Although Iraq rarely sells oil directly to American companies, Exxon Mobil Corp., ChevronTexaco Corp., Valero Energy Corp. and other US firms have purchased more than half of Iraq’s oil through foreign middlemen since the oil-for-food programme came into existence. Spokesmen for Exxon Mobil and Valero could not be reached for comment.

Some American oil giants, hit with rising surcharges and facing criticism that they may have indirectly paid illegal kickbacks to President Saddam Hussein, began scaling back their imports of Iraqi crude last summer. UN officials claimed that Iraq was imposing surcharges of 20 to 50 cents on each barrel last year, amounting to hundreds of millions of dollars in illicit profits for the Iraqi regime.

But oil analysts say Iraq’s decision to stop demanding a surcharge in September, and a sudden stoppage of Venezuelan exports following a national strike, has renewed US interest in the Iraqi oil market. “The loss of Venezuelan oil complicated everybody’s life,” said Lawrence Goldstein, president of the New York-based Petroleum Industry Research Foundation. “Iraqi oil is close to the Venezuelan type oil, and it turned out to be the only large-volume alternative available” over the past two months.

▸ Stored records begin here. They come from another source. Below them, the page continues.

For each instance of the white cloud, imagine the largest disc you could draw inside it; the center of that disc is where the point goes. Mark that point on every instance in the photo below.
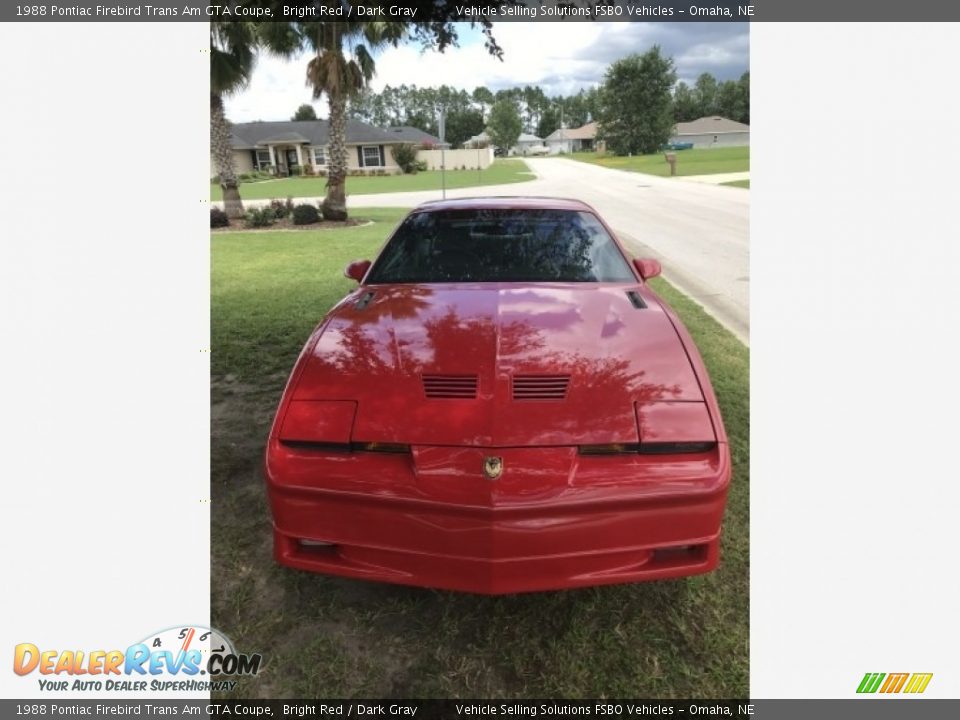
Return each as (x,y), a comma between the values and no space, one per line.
(561,57)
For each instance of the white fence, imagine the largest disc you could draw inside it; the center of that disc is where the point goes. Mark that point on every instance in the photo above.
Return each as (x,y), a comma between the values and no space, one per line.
(479,158)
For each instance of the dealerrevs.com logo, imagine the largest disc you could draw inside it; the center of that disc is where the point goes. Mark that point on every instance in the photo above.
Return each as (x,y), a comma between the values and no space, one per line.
(910,683)
(184,658)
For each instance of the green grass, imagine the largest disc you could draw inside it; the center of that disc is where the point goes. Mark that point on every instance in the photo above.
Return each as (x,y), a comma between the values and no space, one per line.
(501,172)
(689,162)
(324,636)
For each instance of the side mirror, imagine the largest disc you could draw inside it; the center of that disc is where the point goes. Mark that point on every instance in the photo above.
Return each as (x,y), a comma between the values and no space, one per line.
(357,269)
(647,267)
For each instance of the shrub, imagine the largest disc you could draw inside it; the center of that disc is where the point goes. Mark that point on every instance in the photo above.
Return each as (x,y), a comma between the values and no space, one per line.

He suggested that American dependence on Iraqi oil is likely to diminish in the coming months as Venezuelan exports “creep back” up to traditional levels and the recent commitment by Saudi Arabia to increase production bears fruit.

Other analysts believe that Venezuela’s oil exports will continue to be plagued by political uncertainty. They note that while Venezuela’s oil strike has ended, the country is exporting only about half of the 3 million barrels it traditionally exports daily.

“I think that as the surcharge has faded, the concern that kept some people away from Iraqi oil has also faded,” said George Beranek, the manager of market analysis at Washington D.C.-based PFC Energy. “It’s a good large-volume source of oil. The risk of a decline (in potential Iraqi exports) was nothing compared with the fact of a loss of Venezuelan barrels. A bird in the hand is worth two in the bush.”

US officials and analysts said the American oil refiners should be able to withstand the sudden loss of Iraqi crude if a US-led war leads to a shutdown of Iraqi exports. “People have gotten pretty used to the instability,” said Lowell Feld, another energy analyst at the department of energy. “Iraqi crude has fluctuated pretty wildly” for some time.

But he said that a total collapse of Iraq’s daily oil production, which is estimated to average 2.3 million barrels a day this month, could strain global oil production capacity.